ZUBAIR, Iraq -- A bomb tore through a procession of Shia pilgrims heading toward a largely Sunni town in southern Iraq on Saturday, killing at least 53 people in the latest sign of a power struggle between rival Muslim sects that has escalated since the American military withdrawal.
Fears of more bloodshed have risen in recent weeks, with the United States no longer enjoying the leverage it once had to encourage the two sides to work together to rein in extremists. Most of the latest attacks appear to be aimed at Iraq's majority Shia, suggesting Sunni insurgents seeking to undermine the Shia-dominated government are to blame.

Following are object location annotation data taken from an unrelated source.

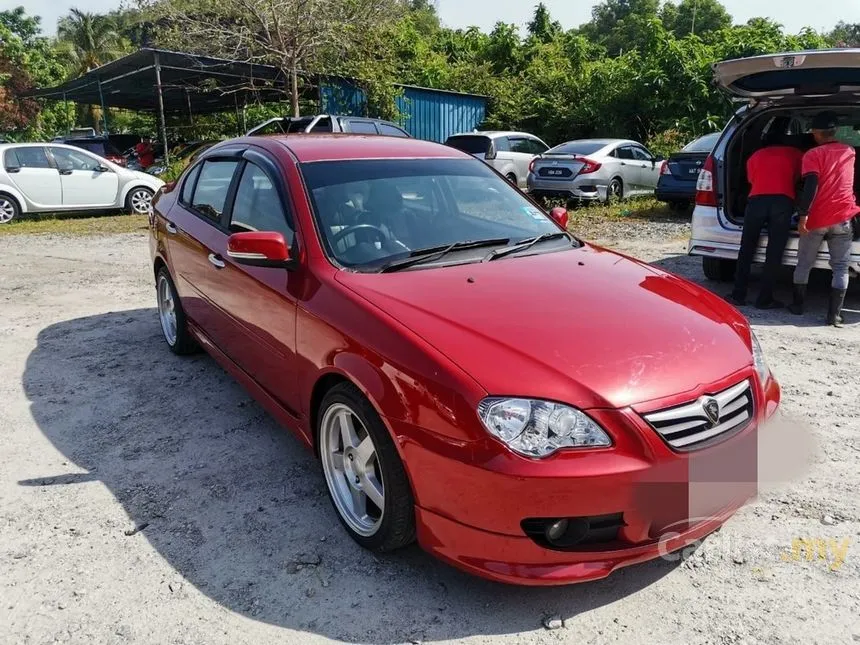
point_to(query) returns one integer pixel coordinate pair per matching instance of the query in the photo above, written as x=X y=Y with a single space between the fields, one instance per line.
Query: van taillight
x=706 y=193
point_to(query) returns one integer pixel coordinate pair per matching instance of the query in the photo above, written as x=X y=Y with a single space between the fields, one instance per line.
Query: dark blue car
x=679 y=173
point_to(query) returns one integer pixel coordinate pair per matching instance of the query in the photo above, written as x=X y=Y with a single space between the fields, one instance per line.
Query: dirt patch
x=145 y=498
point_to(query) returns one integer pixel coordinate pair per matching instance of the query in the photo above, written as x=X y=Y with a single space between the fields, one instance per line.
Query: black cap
x=825 y=121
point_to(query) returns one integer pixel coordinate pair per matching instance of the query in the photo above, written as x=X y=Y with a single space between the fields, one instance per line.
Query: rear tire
x=174 y=324
x=615 y=190
x=378 y=464
x=719 y=269
x=139 y=201
x=9 y=209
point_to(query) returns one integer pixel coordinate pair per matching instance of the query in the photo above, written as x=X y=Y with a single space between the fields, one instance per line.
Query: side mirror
x=259 y=249
x=559 y=215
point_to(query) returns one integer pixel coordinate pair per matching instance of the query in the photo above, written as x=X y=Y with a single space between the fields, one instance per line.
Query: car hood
x=585 y=326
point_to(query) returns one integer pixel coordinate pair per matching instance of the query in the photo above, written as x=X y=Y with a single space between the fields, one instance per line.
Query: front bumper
x=470 y=513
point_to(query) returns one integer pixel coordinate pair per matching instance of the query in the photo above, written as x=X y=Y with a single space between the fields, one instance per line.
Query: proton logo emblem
x=712 y=410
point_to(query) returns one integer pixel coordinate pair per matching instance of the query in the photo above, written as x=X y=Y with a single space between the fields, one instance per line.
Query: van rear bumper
x=712 y=238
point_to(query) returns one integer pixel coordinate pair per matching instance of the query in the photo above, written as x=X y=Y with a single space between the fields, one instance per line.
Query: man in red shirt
x=145 y=153
x=826 y=207
x=773 y=172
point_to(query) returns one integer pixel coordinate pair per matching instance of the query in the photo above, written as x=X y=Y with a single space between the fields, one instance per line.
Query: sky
x=794 y=14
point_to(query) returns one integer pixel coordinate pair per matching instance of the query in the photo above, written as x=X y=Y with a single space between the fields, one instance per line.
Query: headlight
x=759 y=361
x=537 y=428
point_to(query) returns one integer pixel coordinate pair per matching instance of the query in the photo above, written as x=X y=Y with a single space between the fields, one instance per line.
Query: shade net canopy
x=189 y=83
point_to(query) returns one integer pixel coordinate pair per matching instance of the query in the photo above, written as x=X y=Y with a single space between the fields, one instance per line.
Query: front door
x=85 y=179
x=257 y=300
x=31 y=172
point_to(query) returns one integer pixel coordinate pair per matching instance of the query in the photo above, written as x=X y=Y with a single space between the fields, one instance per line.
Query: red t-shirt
x=774 y=170
x=145 y=154
x=834 y=202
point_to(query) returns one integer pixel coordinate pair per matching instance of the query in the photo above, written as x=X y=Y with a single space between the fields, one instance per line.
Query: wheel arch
x=8 y=191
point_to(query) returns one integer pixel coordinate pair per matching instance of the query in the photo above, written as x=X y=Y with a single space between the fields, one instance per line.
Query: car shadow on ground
x=237 y=506
x=690 y=267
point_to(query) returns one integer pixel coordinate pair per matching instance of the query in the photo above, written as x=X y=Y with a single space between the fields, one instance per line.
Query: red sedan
x=529 y=407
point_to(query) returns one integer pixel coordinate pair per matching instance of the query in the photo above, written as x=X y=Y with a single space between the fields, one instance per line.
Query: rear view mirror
x=259 y=249
x=559 y=216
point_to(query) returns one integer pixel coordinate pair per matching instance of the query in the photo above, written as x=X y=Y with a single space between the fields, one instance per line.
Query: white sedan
x=52 y=177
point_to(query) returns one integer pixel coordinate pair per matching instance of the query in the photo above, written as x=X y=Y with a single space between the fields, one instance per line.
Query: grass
x=57 y=224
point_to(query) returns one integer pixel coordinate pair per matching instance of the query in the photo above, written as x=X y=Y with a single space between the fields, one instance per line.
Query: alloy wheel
x=7 y=210
x=167 y=310
x=141 y=202
x=352 y=470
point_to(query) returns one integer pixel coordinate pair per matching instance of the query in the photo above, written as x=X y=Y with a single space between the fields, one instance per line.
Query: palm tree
x=89 y=41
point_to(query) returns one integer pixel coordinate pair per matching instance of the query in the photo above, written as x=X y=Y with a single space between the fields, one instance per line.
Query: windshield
x=472 y=145
x=702 y=144
x=373 y=212
x=577 y=148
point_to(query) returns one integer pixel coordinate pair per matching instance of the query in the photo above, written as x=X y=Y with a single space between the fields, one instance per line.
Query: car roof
x=333 y=147
x=494 y=134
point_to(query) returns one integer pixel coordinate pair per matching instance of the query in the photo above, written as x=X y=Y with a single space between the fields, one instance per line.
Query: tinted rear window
x=470 y=145
x=576 y=148
x=702 y=144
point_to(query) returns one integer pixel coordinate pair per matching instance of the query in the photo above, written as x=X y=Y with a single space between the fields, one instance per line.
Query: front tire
x=719 y=269
x=615 y=190
x=365 y=477
x=139 y=201
x=174 y=324
x=9 y=209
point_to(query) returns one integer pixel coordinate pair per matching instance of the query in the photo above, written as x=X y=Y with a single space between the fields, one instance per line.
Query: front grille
x=688 y=426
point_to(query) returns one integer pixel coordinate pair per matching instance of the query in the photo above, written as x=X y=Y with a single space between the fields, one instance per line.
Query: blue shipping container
x=425 y=113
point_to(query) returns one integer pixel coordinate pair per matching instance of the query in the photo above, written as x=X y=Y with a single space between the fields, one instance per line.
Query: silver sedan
x=594 y=170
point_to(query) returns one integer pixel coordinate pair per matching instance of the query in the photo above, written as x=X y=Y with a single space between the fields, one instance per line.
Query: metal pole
x=104 y=111
x=161 y=124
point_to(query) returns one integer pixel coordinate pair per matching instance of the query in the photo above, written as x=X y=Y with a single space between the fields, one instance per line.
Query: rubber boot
x=796 y=307
x=834 y=309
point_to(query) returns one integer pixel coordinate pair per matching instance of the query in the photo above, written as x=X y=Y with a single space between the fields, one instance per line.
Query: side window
x=188 y=186
x=32 y=158
x=362 y=127
x=520 y=144
x=74 y=160
x=537 y=148
x=390 y=130
x=640 y=154
x=257 y=206
x=210 y=195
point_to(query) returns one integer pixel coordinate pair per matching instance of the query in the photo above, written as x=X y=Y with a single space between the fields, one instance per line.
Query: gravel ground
x=145 y=498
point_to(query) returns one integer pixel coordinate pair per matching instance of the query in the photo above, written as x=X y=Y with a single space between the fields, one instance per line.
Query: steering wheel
x=363 y=230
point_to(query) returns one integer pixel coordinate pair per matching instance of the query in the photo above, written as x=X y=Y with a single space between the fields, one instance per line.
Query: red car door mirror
x=559 y=214
x=259 y=249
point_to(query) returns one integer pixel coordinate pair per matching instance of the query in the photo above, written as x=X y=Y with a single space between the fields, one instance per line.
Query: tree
x=296 y=36
x=90 y=40
x=542 y=26
x=699 y=17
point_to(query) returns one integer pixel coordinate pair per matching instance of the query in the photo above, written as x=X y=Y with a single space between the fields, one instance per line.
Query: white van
x=783 y=92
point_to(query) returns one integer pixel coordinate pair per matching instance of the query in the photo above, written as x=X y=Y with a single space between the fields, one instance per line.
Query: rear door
x=258 y=301
x=197 y=242
x=822 y=72
x=85 y=179
x=31 y=172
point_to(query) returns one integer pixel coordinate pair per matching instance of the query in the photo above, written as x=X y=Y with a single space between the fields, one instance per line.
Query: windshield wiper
x=432 y=254
x=522 y=246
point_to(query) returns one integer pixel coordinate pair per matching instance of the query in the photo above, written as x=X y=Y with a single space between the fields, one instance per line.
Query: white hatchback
x=52 y=177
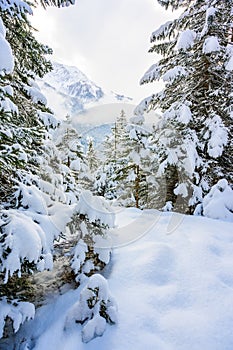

Yesterday's blast happened on the last of the 40 days of Arbaeen, when hundreds of thousands of Shia pilgrims travel to the Iraqi city of Karbala and other holy sites. The end of Arbaeen is one of the most sacred times for the Shia, and public processions to commemorate it were banned under Saddam Hussein.
The blast hit near the town of Zubair as pilgrims marched from the port city of Basra toward the Imam Ali shrine on the outskirts of the town, said Ayad al-Emarah, a spokesman for the governor of Basra province.
The shrine is an enclave within an enclave -- a Shia site on the edge of a predominantly Sunni town in an otherwise mostly Shia province.
There were conflicting reports of what caused the blast, with some officials saying a roadside bomb was to blame.
But witnesses at the scene described the perpetrator as a suicide bomber disguised as a volunteer handing out juice and food to pilgrims. Ali Ghanim al-Maliki, the head of the Basra provincial council, corroborated that account in an interview with Iraqiya state television.